Anti-glomerular basement membrane antibody disease is an immunological disorder characterized by the presence of circulating antibodies that act directly against an intrinsic antigen of the glomerular basement membrane, provoking a rapidly progressive glomerulonephritis (RPGN).

Goodpasture’s syndrome (GPS) has generally been used as a synonym for anti-glomerular basement membrane antibody disease, which is characterized by the association of RPGN and alveolar haemorrhage in the presence of anti-basement membrane antibodies (anti-BM Ab). Damage to the central nervous system (CNS) from GPS is quite rare in the absence of anti-neutrophil cytoplasmic antibodies (ANCA), and has only been described in 4 cases in the medical literature.1-4

Here, we present the case of a 20-year-old patient who started out with RPGN, accompanied by haemoptoic sputum and two episodes of generalized tonic-clonic convulsive seizures, with high anti-BM Ab titres.

Clinical case

20-year old man, smoker and former cocaine and cannabis user, who was admitted to the hospital with macroscopic haematuria and acute oliguric renal failure (AORF). 12 days before admission, the patient presented with asthenia, anorexia, vomiting, and dysuria, for which he visited a general practitioner who diagnosed him with a urinary infection and prescribed ciprofloxacin treatment. Four days later, he referred a fever of 38ºC, macroscopic haematuria, and a subjective decrease in diuresis.

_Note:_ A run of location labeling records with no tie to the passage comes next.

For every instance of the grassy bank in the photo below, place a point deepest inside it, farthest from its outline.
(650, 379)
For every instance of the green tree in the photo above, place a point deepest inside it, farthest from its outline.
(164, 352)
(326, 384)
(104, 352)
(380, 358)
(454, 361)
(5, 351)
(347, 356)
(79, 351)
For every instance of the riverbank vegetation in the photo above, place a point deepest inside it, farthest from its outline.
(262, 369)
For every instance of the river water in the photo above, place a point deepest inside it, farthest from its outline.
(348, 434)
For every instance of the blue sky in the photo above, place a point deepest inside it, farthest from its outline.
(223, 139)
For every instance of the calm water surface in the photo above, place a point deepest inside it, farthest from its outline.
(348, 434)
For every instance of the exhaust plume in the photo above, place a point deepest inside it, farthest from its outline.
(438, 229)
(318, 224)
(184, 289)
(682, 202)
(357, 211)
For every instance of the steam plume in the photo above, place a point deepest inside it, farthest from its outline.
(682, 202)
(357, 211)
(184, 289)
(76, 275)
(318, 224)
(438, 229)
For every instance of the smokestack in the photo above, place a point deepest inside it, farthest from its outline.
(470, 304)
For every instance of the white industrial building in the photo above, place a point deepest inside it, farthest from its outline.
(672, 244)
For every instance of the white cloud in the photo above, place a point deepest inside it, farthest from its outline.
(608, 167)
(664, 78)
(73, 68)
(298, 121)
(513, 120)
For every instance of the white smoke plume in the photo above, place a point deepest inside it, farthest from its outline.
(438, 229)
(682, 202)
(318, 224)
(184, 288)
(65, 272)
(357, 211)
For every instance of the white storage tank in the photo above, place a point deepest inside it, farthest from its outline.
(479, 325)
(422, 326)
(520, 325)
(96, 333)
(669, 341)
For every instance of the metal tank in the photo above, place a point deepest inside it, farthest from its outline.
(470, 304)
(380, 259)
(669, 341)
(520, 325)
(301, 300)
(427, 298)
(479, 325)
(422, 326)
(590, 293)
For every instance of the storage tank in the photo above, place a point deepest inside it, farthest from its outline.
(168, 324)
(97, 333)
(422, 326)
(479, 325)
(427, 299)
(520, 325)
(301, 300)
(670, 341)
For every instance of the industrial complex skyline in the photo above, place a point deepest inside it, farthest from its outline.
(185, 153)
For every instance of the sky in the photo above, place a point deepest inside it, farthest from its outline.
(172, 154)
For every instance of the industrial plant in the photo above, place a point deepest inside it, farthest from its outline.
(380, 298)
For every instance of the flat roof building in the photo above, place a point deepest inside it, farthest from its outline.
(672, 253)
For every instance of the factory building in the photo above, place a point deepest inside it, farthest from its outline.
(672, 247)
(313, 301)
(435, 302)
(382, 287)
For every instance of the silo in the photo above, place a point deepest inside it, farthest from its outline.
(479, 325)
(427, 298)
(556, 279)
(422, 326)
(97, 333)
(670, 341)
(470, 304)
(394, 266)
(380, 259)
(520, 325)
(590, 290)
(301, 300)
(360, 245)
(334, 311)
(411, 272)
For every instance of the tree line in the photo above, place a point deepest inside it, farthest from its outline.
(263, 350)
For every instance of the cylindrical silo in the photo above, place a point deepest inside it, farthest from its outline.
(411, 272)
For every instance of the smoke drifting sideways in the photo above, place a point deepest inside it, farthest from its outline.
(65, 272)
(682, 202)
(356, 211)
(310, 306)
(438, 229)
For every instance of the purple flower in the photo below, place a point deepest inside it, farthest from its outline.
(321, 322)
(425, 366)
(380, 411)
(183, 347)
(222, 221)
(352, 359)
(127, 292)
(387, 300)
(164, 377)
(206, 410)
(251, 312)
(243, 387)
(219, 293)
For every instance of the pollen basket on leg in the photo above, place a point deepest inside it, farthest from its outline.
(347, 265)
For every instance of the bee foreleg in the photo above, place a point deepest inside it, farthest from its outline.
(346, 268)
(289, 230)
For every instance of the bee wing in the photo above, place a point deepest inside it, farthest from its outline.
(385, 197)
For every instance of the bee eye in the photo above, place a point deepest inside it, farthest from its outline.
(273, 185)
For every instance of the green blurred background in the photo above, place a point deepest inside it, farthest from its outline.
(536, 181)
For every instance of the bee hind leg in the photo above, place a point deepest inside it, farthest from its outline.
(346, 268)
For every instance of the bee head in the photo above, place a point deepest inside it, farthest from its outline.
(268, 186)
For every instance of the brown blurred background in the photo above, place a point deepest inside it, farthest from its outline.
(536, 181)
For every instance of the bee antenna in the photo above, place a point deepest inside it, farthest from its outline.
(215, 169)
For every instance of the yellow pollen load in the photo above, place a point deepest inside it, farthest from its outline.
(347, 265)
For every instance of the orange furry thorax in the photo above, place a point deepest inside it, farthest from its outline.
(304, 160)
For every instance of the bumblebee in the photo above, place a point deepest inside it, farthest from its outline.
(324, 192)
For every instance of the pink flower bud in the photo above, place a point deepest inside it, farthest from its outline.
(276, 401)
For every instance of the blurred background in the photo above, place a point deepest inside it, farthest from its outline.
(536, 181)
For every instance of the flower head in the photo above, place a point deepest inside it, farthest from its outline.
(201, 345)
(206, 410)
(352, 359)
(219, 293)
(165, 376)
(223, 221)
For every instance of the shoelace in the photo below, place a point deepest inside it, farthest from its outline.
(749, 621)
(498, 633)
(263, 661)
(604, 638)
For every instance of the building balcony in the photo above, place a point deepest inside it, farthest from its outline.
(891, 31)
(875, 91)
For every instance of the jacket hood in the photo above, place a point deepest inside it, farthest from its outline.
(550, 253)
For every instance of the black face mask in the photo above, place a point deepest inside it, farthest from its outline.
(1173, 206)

The physical examination revealed the following: blood pressure: 140/90 mmHg, temperature: 37 ºC. Deteriorated general health, pallor of skin and mucosae, and bibasal hypoventilation. Upon admission, AORF was observed, requiring haemodialysis during the first 24 hours. 48 hours later, the patient presented haemoptoic sputum, followed by two episodes of generalised tonic-clonic convulsive seizures.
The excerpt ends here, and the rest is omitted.